Advertisement

PacBell Is on Road to Long-Distance Service

Share
TIMES STAFF WRITER

SBC Pacific Bell, the state’s largest local phone company, won tentative approval Tuesday to sell long-distance service in California, a move that would radically alter the state’s massive telecommunications market and strike another blow to crippled long-distance companies such as WorldCom Inc.

But the landmark ruling by an administrative law judge contained a host of conditions on how SBC PacBell can enter the long-distance business, noting in harsh language the company’s anti-competitive behavior in selling high-speed Internet services.

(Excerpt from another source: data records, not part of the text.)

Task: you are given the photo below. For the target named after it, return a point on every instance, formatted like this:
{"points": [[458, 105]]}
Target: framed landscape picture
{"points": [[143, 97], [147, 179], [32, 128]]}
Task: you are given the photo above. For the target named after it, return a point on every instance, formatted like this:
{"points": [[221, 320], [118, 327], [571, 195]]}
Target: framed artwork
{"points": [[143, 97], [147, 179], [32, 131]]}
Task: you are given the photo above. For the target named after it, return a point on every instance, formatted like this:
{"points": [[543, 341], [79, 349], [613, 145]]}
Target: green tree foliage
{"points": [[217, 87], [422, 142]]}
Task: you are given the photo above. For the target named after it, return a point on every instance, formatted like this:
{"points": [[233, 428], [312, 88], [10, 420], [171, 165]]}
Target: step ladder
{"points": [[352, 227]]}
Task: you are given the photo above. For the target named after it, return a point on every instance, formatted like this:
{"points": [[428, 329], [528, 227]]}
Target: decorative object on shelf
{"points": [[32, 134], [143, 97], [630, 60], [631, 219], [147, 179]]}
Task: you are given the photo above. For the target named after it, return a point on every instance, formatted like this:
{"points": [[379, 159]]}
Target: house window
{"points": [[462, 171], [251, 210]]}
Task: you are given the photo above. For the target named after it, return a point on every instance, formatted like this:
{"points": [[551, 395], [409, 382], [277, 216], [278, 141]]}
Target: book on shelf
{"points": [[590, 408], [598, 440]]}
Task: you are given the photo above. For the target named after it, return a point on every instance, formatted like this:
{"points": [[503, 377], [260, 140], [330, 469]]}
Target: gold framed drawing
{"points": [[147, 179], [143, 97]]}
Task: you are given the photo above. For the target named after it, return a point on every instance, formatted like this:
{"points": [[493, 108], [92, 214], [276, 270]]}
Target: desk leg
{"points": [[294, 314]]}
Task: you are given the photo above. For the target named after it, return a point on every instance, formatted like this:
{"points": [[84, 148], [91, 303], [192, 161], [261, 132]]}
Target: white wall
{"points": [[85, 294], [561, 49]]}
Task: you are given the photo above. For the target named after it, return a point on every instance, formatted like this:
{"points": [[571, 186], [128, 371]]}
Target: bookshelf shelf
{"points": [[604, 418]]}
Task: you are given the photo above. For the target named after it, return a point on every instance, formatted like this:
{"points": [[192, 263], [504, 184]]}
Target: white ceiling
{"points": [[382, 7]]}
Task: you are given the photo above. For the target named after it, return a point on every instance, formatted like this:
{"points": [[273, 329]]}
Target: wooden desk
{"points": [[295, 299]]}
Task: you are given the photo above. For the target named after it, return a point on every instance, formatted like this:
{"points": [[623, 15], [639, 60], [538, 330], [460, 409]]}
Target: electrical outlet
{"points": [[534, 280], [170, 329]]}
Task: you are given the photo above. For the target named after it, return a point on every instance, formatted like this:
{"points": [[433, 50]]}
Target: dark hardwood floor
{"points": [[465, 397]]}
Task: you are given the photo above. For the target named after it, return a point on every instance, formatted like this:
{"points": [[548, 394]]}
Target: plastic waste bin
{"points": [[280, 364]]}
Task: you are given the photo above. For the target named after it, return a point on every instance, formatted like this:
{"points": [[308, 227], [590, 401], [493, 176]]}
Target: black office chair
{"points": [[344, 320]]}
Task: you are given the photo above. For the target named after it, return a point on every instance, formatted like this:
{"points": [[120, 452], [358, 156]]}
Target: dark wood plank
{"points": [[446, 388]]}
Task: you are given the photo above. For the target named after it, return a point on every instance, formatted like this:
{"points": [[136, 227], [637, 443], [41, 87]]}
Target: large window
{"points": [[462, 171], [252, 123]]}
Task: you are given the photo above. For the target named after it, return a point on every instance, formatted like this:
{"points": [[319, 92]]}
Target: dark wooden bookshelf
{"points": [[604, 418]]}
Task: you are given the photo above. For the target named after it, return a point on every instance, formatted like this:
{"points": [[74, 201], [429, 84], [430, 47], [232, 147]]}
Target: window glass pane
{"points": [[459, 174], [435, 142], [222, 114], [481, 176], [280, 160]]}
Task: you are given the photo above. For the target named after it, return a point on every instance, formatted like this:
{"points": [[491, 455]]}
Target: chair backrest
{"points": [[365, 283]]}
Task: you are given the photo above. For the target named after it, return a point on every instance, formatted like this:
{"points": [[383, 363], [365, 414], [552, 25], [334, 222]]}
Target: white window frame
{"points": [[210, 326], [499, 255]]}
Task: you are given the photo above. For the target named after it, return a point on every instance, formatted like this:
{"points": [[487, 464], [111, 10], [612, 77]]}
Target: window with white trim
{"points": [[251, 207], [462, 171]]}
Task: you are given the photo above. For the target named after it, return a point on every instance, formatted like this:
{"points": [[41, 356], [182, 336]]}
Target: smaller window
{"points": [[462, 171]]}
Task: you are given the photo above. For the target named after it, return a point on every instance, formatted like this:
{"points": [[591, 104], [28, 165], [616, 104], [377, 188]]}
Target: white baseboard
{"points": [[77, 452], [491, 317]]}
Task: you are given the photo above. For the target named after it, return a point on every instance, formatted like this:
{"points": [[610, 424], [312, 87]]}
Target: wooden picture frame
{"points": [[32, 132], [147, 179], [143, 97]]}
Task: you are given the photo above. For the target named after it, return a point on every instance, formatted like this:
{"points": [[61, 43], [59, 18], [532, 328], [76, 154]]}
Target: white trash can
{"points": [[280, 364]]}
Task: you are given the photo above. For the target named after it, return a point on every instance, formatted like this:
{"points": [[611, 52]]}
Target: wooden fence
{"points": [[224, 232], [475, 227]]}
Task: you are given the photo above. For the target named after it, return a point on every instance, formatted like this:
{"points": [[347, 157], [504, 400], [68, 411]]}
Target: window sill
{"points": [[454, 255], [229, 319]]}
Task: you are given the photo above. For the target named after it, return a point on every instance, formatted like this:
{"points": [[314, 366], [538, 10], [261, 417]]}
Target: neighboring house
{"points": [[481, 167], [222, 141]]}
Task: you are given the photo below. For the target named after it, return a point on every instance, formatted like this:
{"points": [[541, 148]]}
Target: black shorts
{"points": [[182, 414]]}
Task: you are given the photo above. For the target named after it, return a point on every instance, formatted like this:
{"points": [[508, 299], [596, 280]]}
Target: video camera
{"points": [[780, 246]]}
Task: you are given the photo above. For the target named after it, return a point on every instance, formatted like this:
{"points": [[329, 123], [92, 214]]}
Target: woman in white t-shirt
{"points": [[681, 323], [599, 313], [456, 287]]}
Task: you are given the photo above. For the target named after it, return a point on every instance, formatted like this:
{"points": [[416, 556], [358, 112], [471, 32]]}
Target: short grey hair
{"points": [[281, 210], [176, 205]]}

SBC PacBell praised the ruling and said it would work with the Public Utilities Commission to address the judge’s criticisms. But consumer advocates and rival phone companies questioned whether the commission should endorse the move.

Advertisement

The judge is saying “we find that you have acted in an anti-competitive way, but we think you should be deregulated anyway,” said Ken McNeely, president of rival AT&T; California.

The ruling will go to the five-member commission for a vote as early as Aug. 22. SBC PacBell said it then would proceed to the Federal Communications Commission for approval. It expects to be selling long-distance throughout California by the end of the year.

At least one commissioner, Geoffrey Brown, believes the company is “more than ready” to sell long-distance service in California.

Administrative Law Judge Jacqueline Reed ruled that SBC PacBell must separate its long-distance marketing from its local phone service marketing and that the company should study the option of dividing the two businesses into separate companies.

Lora Watts, president of external affairs for SBC PacBell, praised the judge’s ruling, saying, “It gives us a thumbs up to move forward.” Of the critical language and concern about meeting state law, “there is nothing there that provides any concern to us,” she said.

Under the 1996 Telecommunications Act, PacBell has been barred from selling long-distance service in its home market until it proves it has sufficiently opened its monopoly local phone service territories to competitors. In a separate state law, regulators must find that the move is in the public interest and that there are no anti-competitive behavior and no unfair use of local customer data. Reed found that the firm did not meet those requirements, leaving open whether the commission can ignore state law and approve the application.

Advertisement

SBC PacBell, owned by San Antonio-based SBC Communications Inc., controls 95% of California’s residential phone market, with more than 7.8 million customers. Its strength in the local market is expected to quickly translate into a leading market share in California’s long-distance market as well.

The company contends that its ability to offer long-distance would be a boon to consumers, who would get more choices, better deals on packages of local and long-distance service, and the convenience of one phone bill and one-stop shopping.

Rich Sayers, an independent expert on long-distance service, said that’s only partly true. Judging by results in other states, SBC PacBell’s long-distance offering is likely to have only moderate prices compared to other companies.

But customers may save money anyway, he said, because many signed up for higher-priced plans and don’t have time to shop around. Because SBC PacBell “owns the envelope” for the local phone bill, the long-distance offers are likely to catch the attention of busy consumers and win their business with relatively lower prices and the ease of switching.

Critics believe any savings on long-distance would be outstripped by the company’s pricing on its local services, where SBC PacBell has little residential competition.

Even Judge Reed appeared to have doubts.

Despite concluding that SBC PacBell has won the right to move into long-distance, Reed said the company doesn’t meet some requirements because it “has erected unreasonable barriers to entry” into California’s critical and lucrative market for high-speed Internet access over phone lines, a service known as digital subscriber line.

Advertisement

Last year, a group of California Internet service providers filed a complaint with state regulators charging that SBC PacBell had control of the DSL market and that the ISPs were being forced to sign overly restrictive contracts with the phone company.

“California’s independent Internet service providers have been ravaged by Pacific Bell’s anti-competitive behavior,” said David Simpson, founder of the California Internet Service Providers Assn. “It is simply naive to think that Pacific Bell will not leverage their local monopoly in abusive and anti-competitive ways once [it has] access to this vast and lucrative long-distance market.”

In the last 10 months, SBC PacBell has been fined more than $52 million for sales and marketing abuses in the residential phone and the DSL markets.

One investigation uncovered a boiler room-like atmosphere at SBC PacBell, where service representatives were offered sales incentives and urged on by management fliers that read, “Offer high, watch ‘em buy; offer low, nowhere to go.”

“Pacific is notorious for using its local monopoly to pressure its captive customers to buy additional services,” said Regina Costa, of the consumer group the Utility Reform Network. “Its entry into the long-distance business could subject consumers to the biggest hard-sell by PacBell in history.”

The most successful local competitors in California have been the cable telephony operations of Cox Communications Inc. and AT&T; Broadband, which have signed up several hundred thousand Californians for local phone service.